Mean SiDBP (study primary endpoint) at the end of combination therapy was reduced to 86.9 mmHg from 95.2 mmHg. SiSBP (study secondary endpoint) was reduced to 132.6 mmHg from 140.7 mmHg. Mean reductions after switching from valsartan 80 mg to losartan 50 mg/hydrochlorothiazide 12.5 mg were thus 8.3 and 8.1 mmHg for SiDBP and SiSBP, respectively (p < or = 0.001 for both outcomes). The goal of SiDBP < or = 90 mmHg was attained in 72% of the patients previously not controlled to the same level by valsartan 80 mg/day. Combination therapy with losartan 50 mg/hydrochlorothiazide 12.5 mg was generally well tolerated.
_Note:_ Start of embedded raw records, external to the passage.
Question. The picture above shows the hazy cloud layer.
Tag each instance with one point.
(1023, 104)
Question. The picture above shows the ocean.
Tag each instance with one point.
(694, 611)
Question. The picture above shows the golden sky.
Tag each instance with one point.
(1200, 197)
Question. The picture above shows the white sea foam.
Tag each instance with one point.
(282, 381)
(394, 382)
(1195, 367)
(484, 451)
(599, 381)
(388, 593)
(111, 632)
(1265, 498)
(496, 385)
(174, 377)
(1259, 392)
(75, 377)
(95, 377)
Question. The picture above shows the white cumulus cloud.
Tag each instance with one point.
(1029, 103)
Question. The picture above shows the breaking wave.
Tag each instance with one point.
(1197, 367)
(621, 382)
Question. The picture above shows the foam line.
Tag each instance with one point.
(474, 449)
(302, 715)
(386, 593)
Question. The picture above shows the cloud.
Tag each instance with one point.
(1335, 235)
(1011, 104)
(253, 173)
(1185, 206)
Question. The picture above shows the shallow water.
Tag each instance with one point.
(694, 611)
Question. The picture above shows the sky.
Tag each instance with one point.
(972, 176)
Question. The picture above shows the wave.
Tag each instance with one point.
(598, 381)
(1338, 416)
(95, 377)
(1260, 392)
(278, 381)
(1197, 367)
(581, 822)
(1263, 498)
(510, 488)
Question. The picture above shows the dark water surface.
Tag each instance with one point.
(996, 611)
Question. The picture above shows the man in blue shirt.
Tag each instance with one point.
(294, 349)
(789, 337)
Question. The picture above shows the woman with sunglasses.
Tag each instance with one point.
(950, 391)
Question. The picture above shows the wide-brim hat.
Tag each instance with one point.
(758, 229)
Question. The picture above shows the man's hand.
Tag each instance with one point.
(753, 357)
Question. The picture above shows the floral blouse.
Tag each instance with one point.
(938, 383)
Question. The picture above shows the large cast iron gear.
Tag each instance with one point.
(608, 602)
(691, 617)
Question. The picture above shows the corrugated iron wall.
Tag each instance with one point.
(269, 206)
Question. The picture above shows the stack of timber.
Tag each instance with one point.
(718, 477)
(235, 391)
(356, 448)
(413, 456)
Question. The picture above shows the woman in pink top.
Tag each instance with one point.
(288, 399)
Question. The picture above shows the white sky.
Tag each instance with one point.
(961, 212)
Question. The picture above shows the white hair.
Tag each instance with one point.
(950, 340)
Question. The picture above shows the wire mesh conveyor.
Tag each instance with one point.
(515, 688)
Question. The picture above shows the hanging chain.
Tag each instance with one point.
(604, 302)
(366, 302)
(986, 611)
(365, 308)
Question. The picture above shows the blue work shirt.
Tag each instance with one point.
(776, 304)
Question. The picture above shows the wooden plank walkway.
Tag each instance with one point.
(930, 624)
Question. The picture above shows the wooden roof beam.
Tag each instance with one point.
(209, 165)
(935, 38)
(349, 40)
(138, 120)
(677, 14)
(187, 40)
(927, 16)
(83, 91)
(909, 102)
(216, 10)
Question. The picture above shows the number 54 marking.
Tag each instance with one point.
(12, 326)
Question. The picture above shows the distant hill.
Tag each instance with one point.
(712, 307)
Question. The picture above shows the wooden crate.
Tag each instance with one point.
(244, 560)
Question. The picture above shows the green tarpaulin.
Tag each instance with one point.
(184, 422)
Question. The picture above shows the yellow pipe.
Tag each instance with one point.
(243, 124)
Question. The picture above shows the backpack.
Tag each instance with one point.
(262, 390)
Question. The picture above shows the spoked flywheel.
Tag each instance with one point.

Mean compliance with the losartan 50 mg/hydrochlorothiazide 12.5 mg combination was > 99%.
These results demonstrate that in Asian patients who do not reach the goal of mean trough SiDBP < or = 90 mmHg with valsartan monotherapy at 80 mg once-daily, switching to a single-tablet combination of losartan 50 mg/hydrochlorothiazide 12.5 mg once-daily is well tolerated, provides effective control of blood pressure and is an excellent choice to achieve blood pressure reduction goals.
开展了一项开放标签、多中心研究,以评估氯沙坦50毫克加氢氯噻嗪12.5毫克为期4周的疗程对亚洲原发性高血压患者的降压疗效,这些患者之前接受过缬沙坦80毫克治疗但血压未得到控制。
共有237例符合条件的患者,其平均谷值坐位舒张压(SiDBP)为95 - 115毫米汞柱,平均谷值坐位收缩压(SiSBP)< 190毫米汞柱,进入为期4周的缬沙坦80毫克/天治疗的基线期。那些SiDBP仍> 90毫米汞柱且未因其他原因被排除的患者(n = 165),随后换用氯沙坦50毫克/氢氯噻嗪12.5毫克的单片复方制剂,每日一次,再治疗4周。
联合治疗结束时,平均SiDBP(研究主要终点)从95.2毫米汞柱降至86.9毫米汞柱。SiSBP(研究次要终点)从140.7毫米汞柱降至132.6毫米汞柱。因此,从缬沙坦80毫克换用氯沙坦50毫克/氢氯噻嗪12.5毫克后,SiDBP和SiSBP的平均降幅分别为8.3和8.1毫米汞柱(两个结果的p均≤0.001)。72%之前未被缬沙坦80毫克/天控制到相同水平的患者实现了SiDBP≤90毫米汞柱的目标。氯沙坦50毫克/氢氯噻嗪12.5毫克联合治疗总体耐受性良好。氯沙坦50毫克/氢氯噻嗪12.5毫克联合治疗的平均依从性> 99%。
这些结果表明,对于亚洲患者,若每日一次80毫克缬沙坦单药治疗未达到平均谷值SiDBP≤90毫米汞柱的目标,换用每日一次氯沙坦50毫克/氢氯噻嗪12.5毫克的单片复方制剂耐受性良好,能有效控制血压,是实现血压降低目标的极佳选择。